如果您选择大量文件解决方案,我建议您使用类似的结构,
因为您对目录中的文件数量有限制。
It depends. really. Different filesystems are optimized in a different way, but in general, small files are packed efficiently. The advantage of having large files is that you don't have to open and close a lot of stuff. open and close are operations that take time. If you have a large file, you normally open and close only once and you use seek operations
If you go for the lots-of-files solution, I suggest you a structure like
because you have limits on the number of files in a directory.
TMO 这里的主要问题是关于索引。 如果您要在没有良好索引的大文件中搜索信息,则必须扫描整个文件以获取可能很长的正确信息。 如果您认为可以构建强大的索引机制,那么就可以使用大文件。
我更愿意将此任务委托给 ext3,它应该相当擅长。
编辑:
根据关于 ext3 的维基百科文章,需要考虑的一件事是,随着时间的推移,碎片确实会发生。 因此,如果您有大量小文件,并且占据了文件系统的很大一部分,那么随着时间的推移,您将损失性能。
该文章还验证了有关每个目录 32k 文件限制的说法(假设维基百科文章可以验证任何内容)
The main issue here TMO is about indexing. If you're going to search information in a huge file without a good index, you'll have to scan the whole file for the correct information which can be long. If you think you can build strong indexing mechanisms then fine, you should go with the huge file.
I'd prefer to delegate this task to ext3 which should be rather good at it.
edit :
A thing to consider according to this wikipedia article on ext3 is that fragmentation does happen over time. So if you have a huge number of small files which take a significant percentage of the file system then you will lose performances over time.
The article also validate the claim about 32k files per directory limit (assuming a wikipedia article can validate anything)
我相信 Ext3 每个目录有大约 32000 个文件/子目录的限制。 如果您要处理数百万个文件,则需要将它们分布在许多目录中。 我不知道这会对性能产生什么影响。
我的偏好是几个大文件。 事实上,为什么要有几个单元,除非它们是某种逻辑上独立的单元? 如果你仍然只是为了分割而分割,我建议你不要这样做。 Ext3 可以很好地处理非常大的文件。
I believe Ext3 has a limit of about 32000 files/subdirectories per directory. If you're going the millions of files route, you'll need to spread them throughout many directories. I don't know what that would do to performance.
My preference would be for the several large files. In fact, why have several at all, unless they're some kind of logically-separate units? If you're still splitting it up just for the sake of splitting it, I say don't do that. Ext3 can handle very large files just fine.

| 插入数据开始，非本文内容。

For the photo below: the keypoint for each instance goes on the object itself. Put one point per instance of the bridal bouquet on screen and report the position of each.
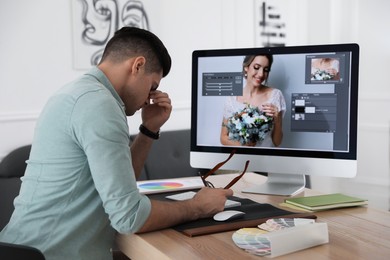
(249, 125)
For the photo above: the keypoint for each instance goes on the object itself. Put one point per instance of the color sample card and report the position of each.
(253, 241)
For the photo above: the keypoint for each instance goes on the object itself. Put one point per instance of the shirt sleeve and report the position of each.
(99, 126)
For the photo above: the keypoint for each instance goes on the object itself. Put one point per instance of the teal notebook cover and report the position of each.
(326, 201)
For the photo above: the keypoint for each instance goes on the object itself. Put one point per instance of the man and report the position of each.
(80, 183)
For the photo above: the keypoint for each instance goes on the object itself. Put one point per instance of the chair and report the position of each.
(169, 157)
(16, 252)
(12, 167)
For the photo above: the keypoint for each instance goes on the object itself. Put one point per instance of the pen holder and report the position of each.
(297, 238)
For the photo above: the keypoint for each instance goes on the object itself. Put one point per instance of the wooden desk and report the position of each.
(354, 233)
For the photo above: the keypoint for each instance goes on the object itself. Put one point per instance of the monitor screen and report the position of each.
(291, 111)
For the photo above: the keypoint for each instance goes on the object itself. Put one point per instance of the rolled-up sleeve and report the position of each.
(99, 126)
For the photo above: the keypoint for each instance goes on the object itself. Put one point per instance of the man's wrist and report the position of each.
(145, 131)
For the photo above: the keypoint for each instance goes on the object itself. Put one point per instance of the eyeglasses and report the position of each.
(219, 165)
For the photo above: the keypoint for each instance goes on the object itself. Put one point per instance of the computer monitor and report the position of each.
(319, 85)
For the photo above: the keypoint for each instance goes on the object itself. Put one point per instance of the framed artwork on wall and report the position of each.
(280, 23)
(95, 22)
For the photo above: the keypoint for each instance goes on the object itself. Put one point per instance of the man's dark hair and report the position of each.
(131, 42)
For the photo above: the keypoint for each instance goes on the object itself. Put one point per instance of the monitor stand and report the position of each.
(279, 184)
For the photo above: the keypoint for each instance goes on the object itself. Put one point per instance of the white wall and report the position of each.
(36, 59)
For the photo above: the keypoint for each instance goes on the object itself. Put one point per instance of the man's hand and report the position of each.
(210, 201)
(155, 114)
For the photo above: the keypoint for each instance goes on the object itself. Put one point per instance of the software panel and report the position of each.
(315, 88)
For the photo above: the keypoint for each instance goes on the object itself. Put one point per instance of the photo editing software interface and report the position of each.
(316, 87)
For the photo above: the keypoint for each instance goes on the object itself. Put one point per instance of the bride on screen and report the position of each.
(255, 118)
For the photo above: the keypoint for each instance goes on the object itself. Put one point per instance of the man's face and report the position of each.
(136, 92)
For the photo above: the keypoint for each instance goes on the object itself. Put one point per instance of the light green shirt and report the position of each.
(79, 186)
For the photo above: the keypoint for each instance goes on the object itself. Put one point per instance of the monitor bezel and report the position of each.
(351, 154)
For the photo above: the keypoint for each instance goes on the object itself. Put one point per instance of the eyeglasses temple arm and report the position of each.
(216, 167)
(238, 177)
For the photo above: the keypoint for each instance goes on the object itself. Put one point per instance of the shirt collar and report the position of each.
(102, 78)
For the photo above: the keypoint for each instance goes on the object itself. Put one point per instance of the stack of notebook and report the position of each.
(328, 201)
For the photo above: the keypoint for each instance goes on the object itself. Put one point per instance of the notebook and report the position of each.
(327, 201)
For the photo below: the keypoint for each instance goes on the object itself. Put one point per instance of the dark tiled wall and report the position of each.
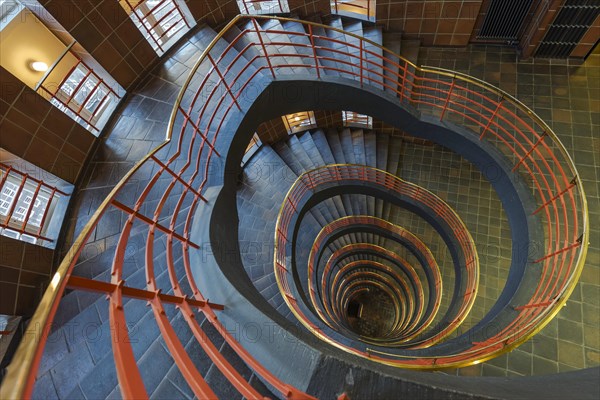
(439, 23)
(40, 133)
(24, 270)
(588, 41)
(543, 16)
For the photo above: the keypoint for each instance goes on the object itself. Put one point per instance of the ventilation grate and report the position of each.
(572, 22)
(504, 20)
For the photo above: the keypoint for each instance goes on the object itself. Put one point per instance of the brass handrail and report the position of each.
(19, 373)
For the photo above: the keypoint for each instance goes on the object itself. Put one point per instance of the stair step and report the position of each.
(283, 46)
(322, 145)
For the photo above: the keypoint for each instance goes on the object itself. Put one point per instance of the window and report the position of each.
(263, 7)
(82, 95)
(162, 22)
(350, 118)
(55, 70)
(361, 9)
(31, 210)
(300, 121)
(252, 148)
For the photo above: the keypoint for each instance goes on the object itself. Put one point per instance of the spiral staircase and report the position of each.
(328, 266)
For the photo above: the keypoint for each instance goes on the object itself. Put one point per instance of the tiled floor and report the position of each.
(567, 96)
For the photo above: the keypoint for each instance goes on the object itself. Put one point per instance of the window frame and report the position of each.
(18, 225)
(356, 120)
(148, 18)
(248, 7)
(299, 121)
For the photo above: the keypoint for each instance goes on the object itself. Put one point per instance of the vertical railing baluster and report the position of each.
(256, 28)
(312, 43)
(448, 97)
(216, 67)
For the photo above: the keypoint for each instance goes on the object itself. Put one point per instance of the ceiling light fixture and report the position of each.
(39, 66)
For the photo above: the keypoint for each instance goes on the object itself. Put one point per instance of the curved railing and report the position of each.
(183, 160)
(310, 182)
(430, 268)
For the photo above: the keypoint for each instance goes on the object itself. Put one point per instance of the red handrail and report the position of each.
(500, 119)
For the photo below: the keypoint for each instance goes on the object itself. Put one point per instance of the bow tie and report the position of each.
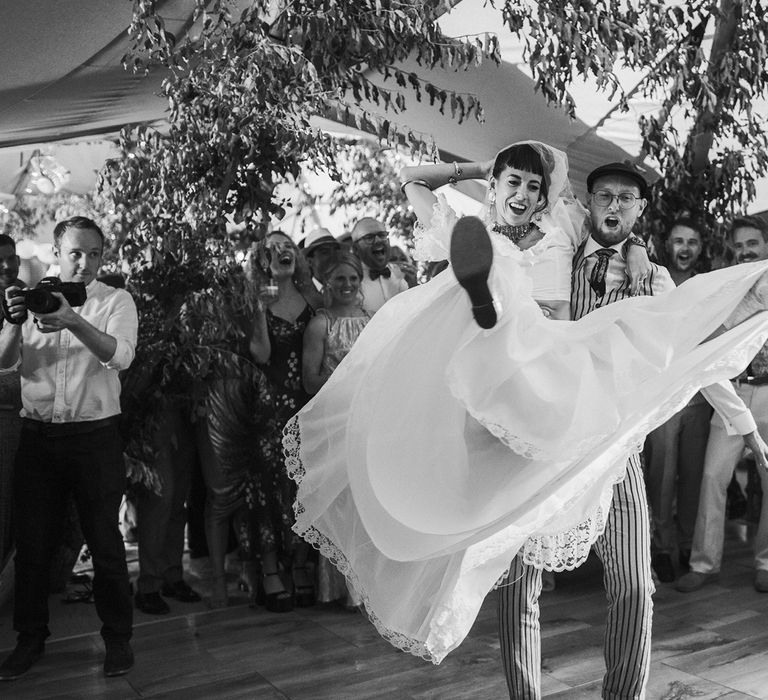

我使用的系统在 Linux 下的 XFS 文件系统上存储了大约 500 万个文件,并且没有出现任何性能问题。 我们只使用文件来存储数据,我们从不完全扫描它们,我们有一个用于搜索的数据库,并且表中的字段之一包含我们用于检索的 guid。 我们使用如上所述的两级目录,文件名作为 guid,但如果文件数量变得更大,则可以使用更多级别。 我们选择这种方法是为了避免在数据库中存储一些额外的 TB,这些数据只需要存储/返回而无需搜索,它对我们来说效果很好。 我们的文件大小从 1k 到大约 500k 不等。
我们还在 ext3 上运行了该系统,并且运行良好,尽管我不确定我们是否曾经将其超过大约一百万个文件。 由于每个目录的最大文件数限制,我们可能需要使用 3 个目录系统。
I work with a system that stores up to about 5 million files on an XFS file system under Linux and haven't had any performance problems. We only use the files for storing the data, we never full scan them, we have a database for searching and one of the fields in a table contains a guid which we use to retrieve. We use exactly two levels of directories as above with the filenames being the guid, though more could be used if the number of files got even larger. We chose this approach to avoid storing a few extra terabytes in the database that only needed to be stored/returned and never searched through and it has worked well for us. Our files range from 1k to about 500k.
We have also run the system on ext3, and it functioned fine, though I'm not sure if we ever pushed it past about a million files. We'd probably need to go to a 3 directory system due to maximum files per directory limitations.